Prime Minister Narendra Modi has not succumbed to pressures to criticize China on salami slicing or any other issue. Interestingly, China was the only country that hosted him multiple times when he was experiencing a travel ban to US and other countries after Gujarat riots. It seems he has not forgotten their magnanimity. Ever since he came to power, Modi tried to improve relations with China till Galwan standoff took place. Despite the violent stand-off and the constant provocation by US based think tanks that suggests large scale intrusions by leaking satellite images, Modi has stood his ground – even after being persuaded to be part of an anti- China compact of Quad. India has seen its trade with China zoom to stratospheric heights. Other members of this four-member grouping would readily agree that India is its most reluctant and ambivalent member. Since the Galwan violence, which has seen extraordinary mobilization at the border, New Delhi has taken pains to tell China that it is not keen to be part of any military alliance against it. There have been series of meetings between Indian officials like NSA Ajit Doval and foreign minister S Jaishankar with their counterpart. A significant one took place when Chinese foreign minister, Wang Yi visited New Delhi. Did he meet the PM? No one knows, but many observers claim that the trip was a turning point in many ways.

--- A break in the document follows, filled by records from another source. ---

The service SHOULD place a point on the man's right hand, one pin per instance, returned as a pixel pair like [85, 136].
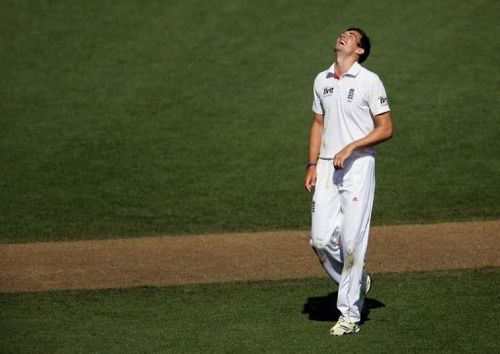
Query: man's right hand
[310, 178]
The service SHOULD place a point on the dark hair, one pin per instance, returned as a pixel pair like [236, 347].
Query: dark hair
[363, 43]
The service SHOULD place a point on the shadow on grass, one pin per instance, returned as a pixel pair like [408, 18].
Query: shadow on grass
[324, 308]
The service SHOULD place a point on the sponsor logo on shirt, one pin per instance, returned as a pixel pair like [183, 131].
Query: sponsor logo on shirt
[350, 95]
[327, 91]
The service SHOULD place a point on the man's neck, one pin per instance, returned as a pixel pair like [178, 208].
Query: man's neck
[343, 64]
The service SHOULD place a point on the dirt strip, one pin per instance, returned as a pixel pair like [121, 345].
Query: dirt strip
[230, 257]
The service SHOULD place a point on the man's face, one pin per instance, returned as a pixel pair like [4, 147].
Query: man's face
[348, 42]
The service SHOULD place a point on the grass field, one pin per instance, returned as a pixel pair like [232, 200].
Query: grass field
[129, 118]
[446, 312]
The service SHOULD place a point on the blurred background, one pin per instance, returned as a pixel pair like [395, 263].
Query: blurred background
[128, 118]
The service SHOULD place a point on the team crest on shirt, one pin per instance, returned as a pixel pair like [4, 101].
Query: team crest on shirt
[327, 91]
[350, 95]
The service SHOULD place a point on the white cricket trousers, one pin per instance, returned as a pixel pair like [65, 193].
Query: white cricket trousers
[341, 212]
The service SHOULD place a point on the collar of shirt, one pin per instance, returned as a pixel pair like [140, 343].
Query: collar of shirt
[353, 71]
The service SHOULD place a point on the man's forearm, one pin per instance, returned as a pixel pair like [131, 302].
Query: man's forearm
[315, 136]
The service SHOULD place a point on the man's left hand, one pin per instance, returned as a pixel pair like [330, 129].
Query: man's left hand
[341, 156]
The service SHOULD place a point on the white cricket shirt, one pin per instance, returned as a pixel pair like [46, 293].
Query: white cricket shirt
[348, 105]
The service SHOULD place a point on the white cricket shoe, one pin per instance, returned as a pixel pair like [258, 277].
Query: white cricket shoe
[344, 326]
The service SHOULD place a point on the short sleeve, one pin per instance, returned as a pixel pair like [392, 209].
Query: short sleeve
[377, 100]
[317, 107]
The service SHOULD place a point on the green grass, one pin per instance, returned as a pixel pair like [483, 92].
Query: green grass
[448, 312]
[123, 118]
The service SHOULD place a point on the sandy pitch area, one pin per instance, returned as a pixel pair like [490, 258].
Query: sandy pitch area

The 16 meetings that have taken place between the Commanders of the two countries may not have yielded much except tenuous peace, but informed sources claim that some kind of agreement has been reached between the two countries, which goes beyond the four-point consensus to ensure business as usual. Before Taiwan issue blew up,  Sources would claim that an agreement had been arrived at between the two sides and it may be announced after the Chinese People’s Congress where President Xi Jinping is looking at a third term.

With US reasserting aggressively itself in the Asian continent and upturning One-China policy, it remains to be seen whether Washington would countenance a situation where its valuable ally and member of Quad, India, jettisons it for China at a time when the world is being reordered in the backdrop of the Ukraine war.

Sanjay Kapoor is a senior analyst and editor of the Delhi-based Hard News magazine. He is also the general secretary of the Editors Guild of India.